# ***Watermarking***

Watermarking is a feature of Spark that allows the user to specify the threshold of late data, and allows the engine to accordingly clean up old state.

Results related to old event-times are not needed in many real streaming applications. They can be dropped to improve the efficiency of the application.

Specifically, to run windowed queries for days, it is necessary for the system to bound the amount of intermediate in-memory state it accumulates.

This means the system needs to know when an old aggregate can be dropped from the in-memory state because the application is not going to receive late data for that aggregate any more. To enable this, in Spark 2.1, watermarking has been introduced.

You can define the watermark of a query by specifying the event time column and the threshold on how late the data is expected to be in terms of event time.


# ***Join Operations***

Spark Structured Streaming manages also join operations

- Between two streaming DataFrames (usually put together the batches associated with the same time slot)

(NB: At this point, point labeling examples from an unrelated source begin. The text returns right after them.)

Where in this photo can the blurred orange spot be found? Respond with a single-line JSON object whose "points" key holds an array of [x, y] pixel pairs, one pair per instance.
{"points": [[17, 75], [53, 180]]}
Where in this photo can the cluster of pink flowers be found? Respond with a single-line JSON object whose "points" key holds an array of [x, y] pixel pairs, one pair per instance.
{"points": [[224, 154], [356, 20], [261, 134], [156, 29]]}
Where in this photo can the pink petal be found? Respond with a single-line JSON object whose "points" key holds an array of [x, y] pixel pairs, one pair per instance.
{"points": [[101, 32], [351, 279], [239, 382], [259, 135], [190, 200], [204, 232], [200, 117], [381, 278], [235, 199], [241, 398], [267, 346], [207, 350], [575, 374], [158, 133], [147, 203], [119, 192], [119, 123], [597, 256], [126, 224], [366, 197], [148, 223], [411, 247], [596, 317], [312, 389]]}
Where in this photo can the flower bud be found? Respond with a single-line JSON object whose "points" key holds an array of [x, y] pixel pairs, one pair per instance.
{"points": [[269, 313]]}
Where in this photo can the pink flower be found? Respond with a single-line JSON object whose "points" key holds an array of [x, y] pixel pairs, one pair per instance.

- Between a streaming DataFrame and a static DataFrame

The result of the streaming join is generated incrementally.

Hence, old data must be discarded. You must define watermark thresholds on both input streams such that the engine knows how delayed the input can be and drop old data.

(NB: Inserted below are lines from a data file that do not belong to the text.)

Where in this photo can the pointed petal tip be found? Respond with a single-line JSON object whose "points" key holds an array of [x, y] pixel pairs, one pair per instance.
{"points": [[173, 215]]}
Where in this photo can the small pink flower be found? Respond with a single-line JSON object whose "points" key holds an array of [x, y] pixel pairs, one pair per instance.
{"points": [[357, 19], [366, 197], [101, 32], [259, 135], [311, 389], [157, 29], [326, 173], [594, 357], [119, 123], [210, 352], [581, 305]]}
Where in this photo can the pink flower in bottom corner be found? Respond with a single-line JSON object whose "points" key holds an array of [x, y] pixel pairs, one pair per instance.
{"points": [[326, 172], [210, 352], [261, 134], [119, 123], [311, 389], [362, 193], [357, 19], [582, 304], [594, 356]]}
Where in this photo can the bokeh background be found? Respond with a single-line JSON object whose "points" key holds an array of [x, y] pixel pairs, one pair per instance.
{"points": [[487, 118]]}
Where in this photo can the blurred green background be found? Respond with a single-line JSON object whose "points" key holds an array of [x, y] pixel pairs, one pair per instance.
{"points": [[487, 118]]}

The methods **join()** and **withWatermark()** are used to join streaming DataFrames. The join method is similar to the one available for static DataFrame.

In [None]:
from pyspark.sql.functions import expr
impressions = spark.readStream. ...
clicks = spark.readStream. ...


# Apply watermarks on event-time columns
impressionsWithWatermark = impressions.withWatermark("impressionTime", "2 hours")
                                                     
clicksWithWatermark = clicks.withWatermark("clickTime", "3 hours")

# Join with event-time constraints
impressionsWithWatermark.join(
clicksWithWatermark,
expr("""
clickAdId = impressionAdId AND clickTime >= impressionTime AND
clickTime <= impressionTime + interval 1 hour
""") )